Hostile and effusive tones boost LLM creativity
You've seen the discourse. "Always say please and thank you to ChatGPT!" "Being rude makes the AI give worse answers!" The internet has collectively decided that modern LLMs are sentient enough to deserve manners.
But is any of this true? Does saying "please" actually get you better outputs? And what happens if you're actively rude? Existing research has explored this question, and some studies even suggest that rudeness can improve performance, though critics note that the findings were based on a single model (GPT-4o).
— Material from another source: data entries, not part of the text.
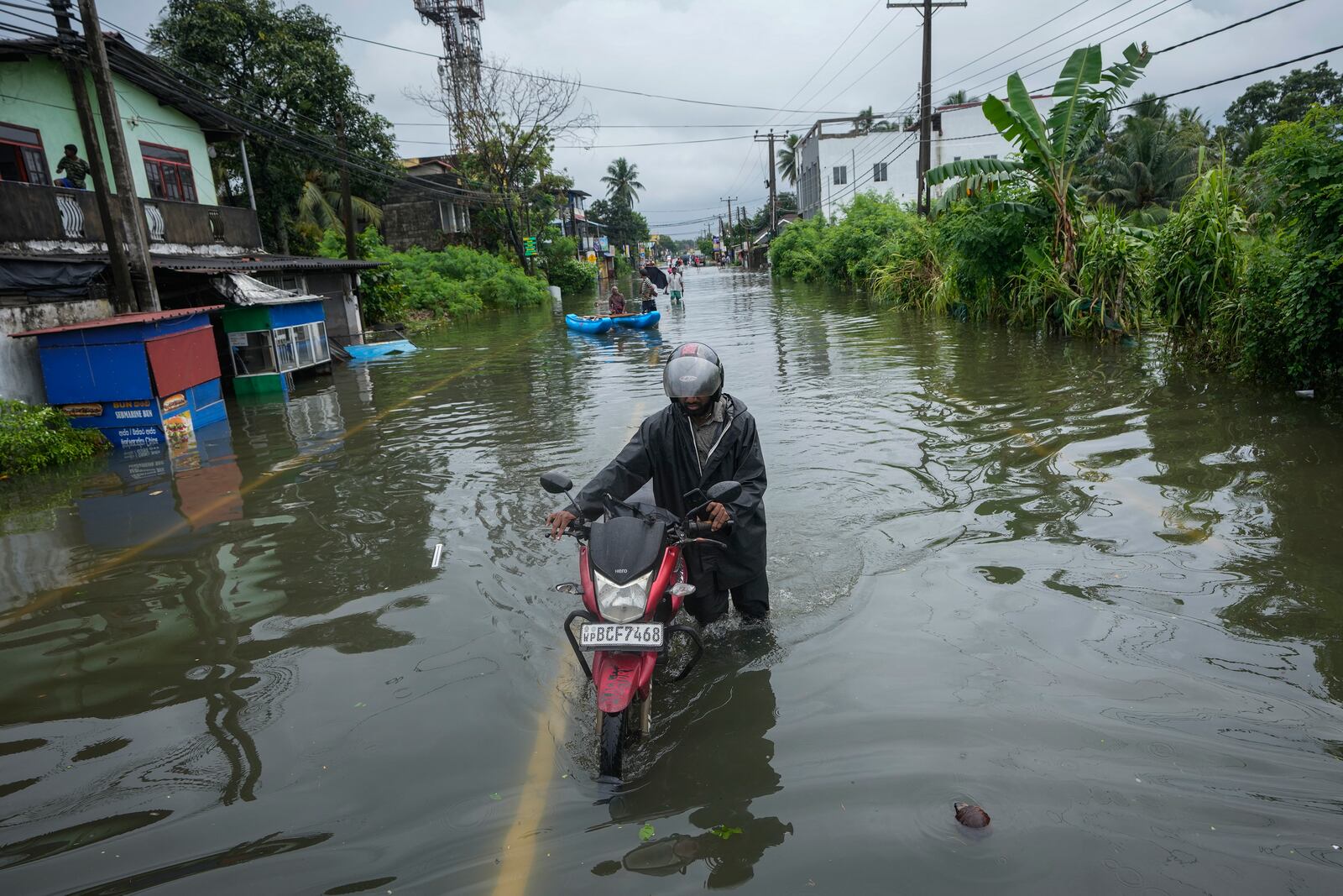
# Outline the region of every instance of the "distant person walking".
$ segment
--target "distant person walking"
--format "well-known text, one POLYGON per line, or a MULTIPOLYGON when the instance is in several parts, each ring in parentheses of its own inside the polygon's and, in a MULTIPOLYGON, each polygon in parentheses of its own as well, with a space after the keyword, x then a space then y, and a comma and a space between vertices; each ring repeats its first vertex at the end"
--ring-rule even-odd
POLYGON ((70 189, 83 189, 85 177, 89 176, 89 163, 79 157, 79 146, 66 144, 66 154, 56 163, 56 173, 66 172, 64 177, 56 177, 58 187, 70 189))
POLYGON ((681 269, 676 267, 672 270, 672 275, 667 277, 667 290, 672 293, 672 304, 676 305, 681 302, 685 305, 685 277, 681 274, 681 269))

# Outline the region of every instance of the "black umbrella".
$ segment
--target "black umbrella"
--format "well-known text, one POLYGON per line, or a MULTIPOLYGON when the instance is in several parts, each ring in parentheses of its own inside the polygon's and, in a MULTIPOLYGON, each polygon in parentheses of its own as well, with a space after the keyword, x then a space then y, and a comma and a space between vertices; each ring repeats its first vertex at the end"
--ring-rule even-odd
POLYGON ((645 265, 643 275, 653 281, 653 285, 658 289, 667 287, 667 275, 662 273, 662 269, 657 265, 645 265))

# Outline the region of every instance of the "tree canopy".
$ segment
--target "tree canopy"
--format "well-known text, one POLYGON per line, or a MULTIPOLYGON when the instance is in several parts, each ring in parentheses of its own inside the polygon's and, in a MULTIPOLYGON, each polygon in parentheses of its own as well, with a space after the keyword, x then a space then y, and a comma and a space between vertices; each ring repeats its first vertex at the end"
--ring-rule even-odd
POLYGON ((1283 121, 1301 121, 1311 106, 1343 102, 1343 74, 1322 62, 1313 69, 1293 69, 1277 81, 1260 81, 1245 89, 1226 107, 1226 125, 1218 137, 1237 163, 1249 157, 1266 136, 1266 128, 1283 121))
POLYGON ((639 199, 639 191, 643 189, 643 184, 639 183, 639 167, 631 165, 624 156, 606 167, 602 183, 606 184, 607 199, 629 208, 634 207, 639 199))

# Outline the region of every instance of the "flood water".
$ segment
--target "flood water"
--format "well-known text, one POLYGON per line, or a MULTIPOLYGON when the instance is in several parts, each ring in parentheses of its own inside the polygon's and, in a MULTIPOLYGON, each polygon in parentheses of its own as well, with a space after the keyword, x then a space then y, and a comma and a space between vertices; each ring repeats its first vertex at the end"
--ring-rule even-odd
POLYGON ((486 318, 5 484, 0 892, 1343 891, 1335 411, 686 279, 659 330, 486 318), (610 789, 537 474, 689 339, 759 423, 772 626, 716 623, 610 789))

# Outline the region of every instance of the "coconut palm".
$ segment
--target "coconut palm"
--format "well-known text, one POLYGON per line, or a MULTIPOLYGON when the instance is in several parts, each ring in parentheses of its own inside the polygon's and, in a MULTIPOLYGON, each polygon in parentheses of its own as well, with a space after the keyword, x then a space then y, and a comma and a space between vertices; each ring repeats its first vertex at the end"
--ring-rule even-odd
POLYGON ((1123 102, 1124 91, 1143 74, 1151 59, 1147 46, 1129 44, 1124 60, 1101 69, 1100 46, 1073 51, 1058 73, 1054 106, 1042 117, 1026 90, 1021 74, 1007 78, 1007 99, 990 94, 984 117, 1017 149, 1013 159, 966 159, 939 165, 927 173, 936 185, 958 177, 943 193, 940 206, 964 199, 971 192, 992 189, 1003 181, 1023 181, 1037 188, 1048 208, 1005 203, 1022 212, 1053 219, 1054 247, 1065 278, 1077 274, 1077 218, 1082 196, 1073 183, 1074 173, 1089 157, 1104 116, 1123 102))
POLYGON ((620 156, 606 167, 606 177, 602 179, 602 183, 606 184, 607 197, 616 206, 633 208, 634 201, 639 197, 639 191, 643 189, 638 177, 639 167, 631 165, 624 160, 624 156, 620 156))
MULTIPOLYGON (((375 227, 383 222, 383 210, 359 196, 349 197, 355 228, 375 227)), ((334 230, 344 236, 345 219, 341 215, 340 176, 328 171, 304 173, 304 192, 298 196, 298 223, 318 230, 334 230)))
POLYGON ((779 173, 790 184, 798 183, 798 134, 788 134, 783 138, 783 146, 779 148, 779 161, 775 164, 779 173))
POLYGON ((1120 214, 1171 208, 1194 181, 1197 156, 1164 121, 1132 122, 1113 149, 1097 159, 1092 187, 1120 214))
POLYGON ((853 121, 853 125, 858 129, 860 134, 870 132, 874 124, 877 124, 877 116, 872 111, 872 106, 860 111, 853 121))

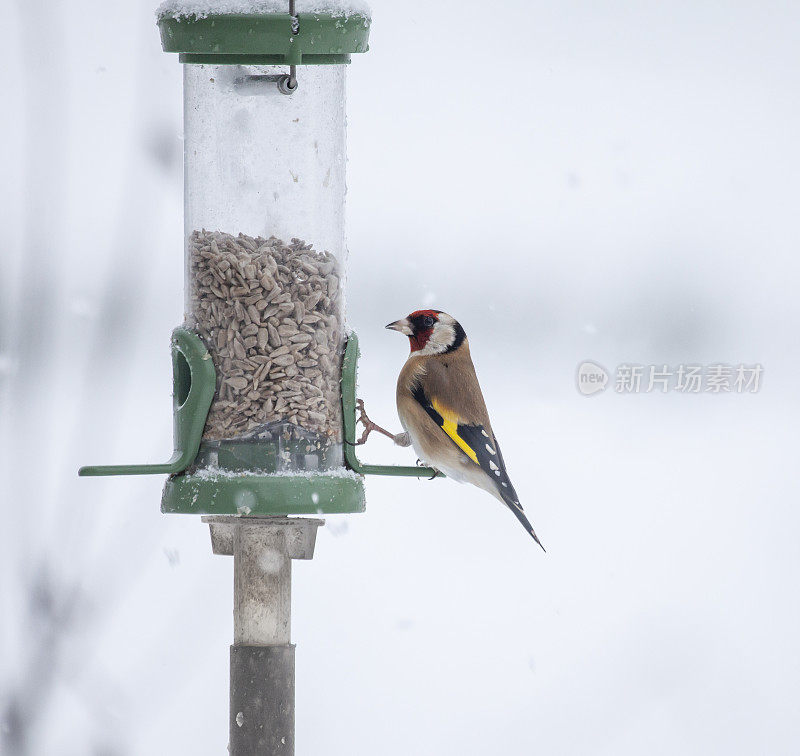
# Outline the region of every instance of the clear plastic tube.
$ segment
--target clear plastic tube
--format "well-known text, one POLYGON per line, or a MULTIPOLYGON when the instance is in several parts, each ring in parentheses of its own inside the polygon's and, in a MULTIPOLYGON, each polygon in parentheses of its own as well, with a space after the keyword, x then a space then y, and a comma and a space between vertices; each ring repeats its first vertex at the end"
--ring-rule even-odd
POLYGON ((217 393, 200 461, 341 465, 345 69, 184 65, 186 325, 217 393))

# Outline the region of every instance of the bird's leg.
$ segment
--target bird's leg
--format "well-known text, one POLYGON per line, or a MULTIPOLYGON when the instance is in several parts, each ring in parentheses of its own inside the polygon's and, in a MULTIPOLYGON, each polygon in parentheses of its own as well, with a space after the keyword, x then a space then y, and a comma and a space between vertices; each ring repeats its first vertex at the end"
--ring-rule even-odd
POLYGON ((381 426, 377 423, 373 423, 372 420, 370 420, 367 416, 367 412, 364 409, 363 399, 356 400, 356 407, 358 407, 359 413, 358 417, 356 418, 356 423, 361 423, 364 426, 364 432, 361 434, 361 438, 356 441, 356 446, 361 446, 361 444, 366 443, 367 438, 369 438, 369 434, 374 430, 378 431, 378 433, 383 433, 384 436, 388 436, 398 446, 411 445, 411 439, 409 438, 408 433, 390 433, 386 430, 386 428, 381 428, 381 426))

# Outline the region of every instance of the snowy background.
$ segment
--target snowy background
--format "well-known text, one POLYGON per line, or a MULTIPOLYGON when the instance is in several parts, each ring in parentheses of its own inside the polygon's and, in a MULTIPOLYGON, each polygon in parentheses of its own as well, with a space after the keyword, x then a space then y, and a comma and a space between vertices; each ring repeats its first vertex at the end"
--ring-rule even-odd
MULTIPOLYGON (((162 478, 76 476, 169 453, 180 66, 152 2, 0 7, 0 751, 223 754, 231 561, 159 513, 162 478)), ((548 553, 480 491, 369 479, 295 564, 298 754, 800 751, 798 23, 375 0, 348 102, 361 395, 398 427, 383 325, 459 318, 548 553), (765 372, 587 398, 586 359, 765 372)))

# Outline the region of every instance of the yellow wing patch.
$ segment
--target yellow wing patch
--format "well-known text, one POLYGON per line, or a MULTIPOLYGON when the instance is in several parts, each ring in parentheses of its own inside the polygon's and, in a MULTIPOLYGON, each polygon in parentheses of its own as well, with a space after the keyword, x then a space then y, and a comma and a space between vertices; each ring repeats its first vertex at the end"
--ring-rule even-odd
POLYGON ((431 406, 442 416, 442 430, 453 439, 453 442, 464 452, 476 465, 478 463, 478 455, 472 447, 458 435, 458 415, 443 407, 435 399, 431 402, 431 406))

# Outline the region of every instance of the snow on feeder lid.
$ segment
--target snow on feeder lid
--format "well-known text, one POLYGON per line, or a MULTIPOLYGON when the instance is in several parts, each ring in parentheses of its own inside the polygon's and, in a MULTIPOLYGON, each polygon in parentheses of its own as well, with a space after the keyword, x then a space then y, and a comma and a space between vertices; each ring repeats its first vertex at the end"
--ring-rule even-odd
POLYGON ((184 63, 175 454, 81 474, 170 473, 165 512, 362 511, 343 466, 343 64, 369 11, 170 0, 157 17, 184 63))

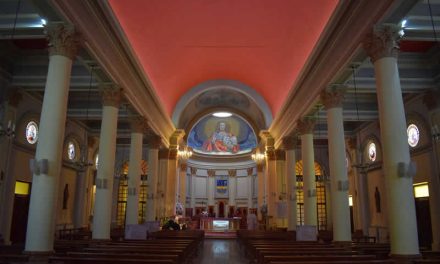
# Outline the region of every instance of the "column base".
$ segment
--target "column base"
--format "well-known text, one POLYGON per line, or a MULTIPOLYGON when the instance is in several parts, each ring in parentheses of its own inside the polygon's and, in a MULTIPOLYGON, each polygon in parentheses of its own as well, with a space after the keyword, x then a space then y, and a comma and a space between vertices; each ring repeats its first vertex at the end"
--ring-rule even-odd
POLYGON ((400 254, 391 254, 390 258, 394 260, 395 263, 399 264, 412 264, 414 260, 421 259, 422 255, 400 255, 400 254))

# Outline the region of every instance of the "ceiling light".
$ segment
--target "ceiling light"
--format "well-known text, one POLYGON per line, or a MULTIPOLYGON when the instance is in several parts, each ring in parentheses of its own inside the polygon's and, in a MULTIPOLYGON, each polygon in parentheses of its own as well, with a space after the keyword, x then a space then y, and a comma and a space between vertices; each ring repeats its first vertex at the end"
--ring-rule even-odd
POLYGON ((232 116, 232 114, 228 113, 228 112, 216 112, 212 115, 215 117, 230 117, 230 116, 232 116))

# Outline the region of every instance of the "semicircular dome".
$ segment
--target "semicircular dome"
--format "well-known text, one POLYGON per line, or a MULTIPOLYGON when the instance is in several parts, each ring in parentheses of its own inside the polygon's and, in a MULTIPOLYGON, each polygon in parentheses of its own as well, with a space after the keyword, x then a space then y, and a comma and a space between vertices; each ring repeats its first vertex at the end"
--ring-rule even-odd
POLYGON ((187 145, 206 155, 238 155, 257 147, 255 131, 242 117, 232 114, 217 117, 213 113, 199 119, 188 134, 187 145))

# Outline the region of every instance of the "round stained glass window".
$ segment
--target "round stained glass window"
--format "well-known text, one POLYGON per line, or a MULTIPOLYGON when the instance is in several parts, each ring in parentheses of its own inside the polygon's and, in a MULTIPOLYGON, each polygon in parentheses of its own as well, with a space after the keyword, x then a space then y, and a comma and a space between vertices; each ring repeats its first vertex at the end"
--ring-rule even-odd
POLYGON ((30 121, 26 126, 26 140, 29 144, 35 144, 38 140, 38 125, 30 121))
POLYGON ((406 129, 406 132, 408 133, 408 144, 411 147, 417 146, 419 144, 420 139, 420 132, 416 125, 410 124, 408 128, 406 129))
POLYGON ((72 141, 69 141, 69 143, 67 143, 67 157, 70 160, 74 160, 75 156, 76 156, 75 144, 72 141))
POLYGON ((373 142, 371 142, 370 144, 368 144, 368 158, 371 161, 375 161, 376 160, 376 144, 374 144, 373 142))

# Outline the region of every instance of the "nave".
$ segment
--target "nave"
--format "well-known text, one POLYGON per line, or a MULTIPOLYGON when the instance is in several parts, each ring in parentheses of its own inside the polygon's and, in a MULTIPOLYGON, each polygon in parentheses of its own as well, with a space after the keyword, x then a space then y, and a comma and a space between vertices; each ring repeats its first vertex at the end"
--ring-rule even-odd
MULTIPOLYGON (((192 264, 392 264, 409 263, 390 258, 390 244, 353 240, 331 243, 325 237, 296 241, 295 232, 240 230, 235 238, 205 238, 201 230, 162 230, 148 240, 90 239, 55 241, 51 256, 23 254, 22 246, 1 246, 0 263, 192 263, 192 264)), ((76 236, 79 237, 79 236, 76 236)), ((411 263, 440 263, 440 254, 421 249, 411 263)))

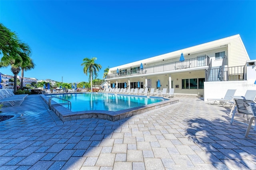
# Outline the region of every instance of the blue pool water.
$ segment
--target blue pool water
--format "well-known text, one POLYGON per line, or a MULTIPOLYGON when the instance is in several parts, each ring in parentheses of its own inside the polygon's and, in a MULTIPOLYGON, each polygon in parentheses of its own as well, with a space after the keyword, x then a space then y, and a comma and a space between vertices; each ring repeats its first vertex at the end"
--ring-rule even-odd
MULTIPOLYGON (((118 111, 148 105, 163 101, 160 99, 149 98, 146 96, 115 95, 105 93, 71 93, 47 95, 56 96, 70 101, 72 112, 90 110, 118 111)), ((62 100, 53 98, 58 103, 64 103, 62 100)), ((67 107, 68 105, 64 107, 67 107)))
I ran 625 API calls across five frontier models to find out for myself. The results surprised me.
Explore the full study
Interactive charts, raw data, and methodology details
The setup: A spectrum from groveling to growling
I designed a simple experiment. Five tasks covering the full range of what we ask LLMs to do:
Short Creative
Write a haiku about a city at night
Long Creative
Write a scene where two strangers meet at a bus stop
Code
Write a Python palindrome checker with comments
Explanation
Explain how neural networks learn
Ambiguous
"Write something about rain" (yep, that's it)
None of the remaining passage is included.